A new international standard aimed at tackling bribery is about to be published. ISO 37001 is intended to help companies demonstrate (for the first time) that they have internationally recognised anti bribery policies. As such it is likely to be important for attracting and retaining global business. Indeed, it is possible that ISO 37001 certification will come to be regarded as the benchmark against which anti bribery management is judged by stakeholders, clients and regulators. Potentially, those who choose not to sign up could be disadvantaged. This is an ideal time to review anti-bribery and corruption policies and consider if certification is right for your organisation.
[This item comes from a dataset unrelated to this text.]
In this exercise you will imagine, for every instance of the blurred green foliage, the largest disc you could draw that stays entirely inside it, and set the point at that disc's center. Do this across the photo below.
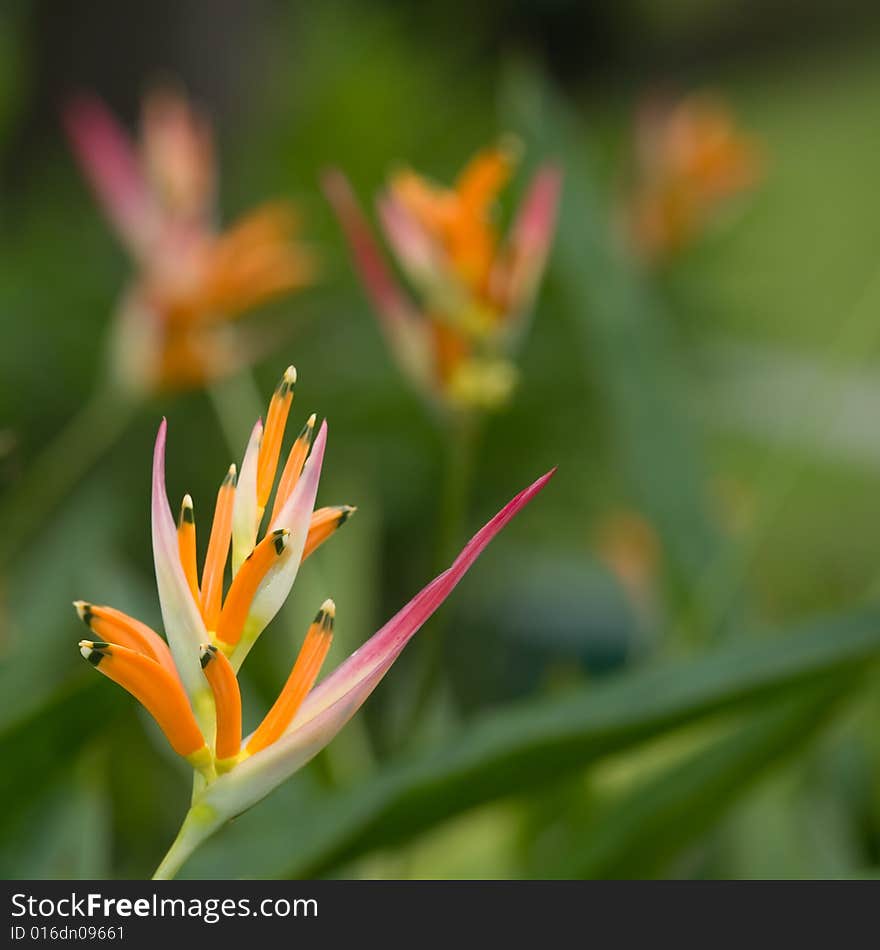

After the Bribery Act came into force there was anxiety that it would hinder international business for organisations with UK operations. The lack of prescriptive requirements caused uncertainty about compliance. Five years on, doing business overseas has not ground to a halt and Brexit means that seeking business abroad will become increasingly important. However, tolerance of bribery as a necessary part of doing business overseas is no longer regarded as acceptable. Many organisations now have procedures in place to mitigate the risks of bribery. Whether those procedures are adequate or not such that they could provide a defence to the corporate offence of failing to prevent bribery (section 7 of the Bribery Act) remains questionable.
ISO 37001 intends to address some of the uncertainty and merits a closer look. Three years in the making, the international standard will provide a set of verifiable requirements not just guidelines. This means that an independent third party can audit organisations’ management systems and policies and certify that they are compliant with the standard. Just like ISO 9001; ISO 14001; and OHSAS 18001 in relation to health and safety compliance ISO 37001 will allow organisations, once certified, to make statements to the effect that their anti bribery management systems are “ISO 37001 certified”.
A statement that a certified anti bribery management system is in place is not a guaranteed defence to any bribery offences. However, the international standard could go some way to demonstrating “adequate procedures” to prevent bribery for the purposes of the Bribery Act. It could also be a valuable management tool in identifying any compliance gaps providing reassurance for boards, shareholders or investors. It is easy to see it becoming a key part of the procurement process: a requirement for tenders or a yardstick as part of due diligence in M&A work.
Whether certification should be sought or not may ultimately come down to a cost/benefit analysis: existing anti-bribery policies and procedures may already reflect the ultimate requirements of ISO 37001 in which case, certification may be an easy decision to opt for. If resources (time and costs) are required in order to bring an organisations’ policies and procedures up to reach the standard then a commercial decision will have to be made.
If your business does not already have adequate procedures in place now could be the time to start. If your business does have adequate procedures this is an ideal time to review. While we wait for publication we recommend that you keep up to date with developments in relation to ISO 37001 and consider whether certification is right for you.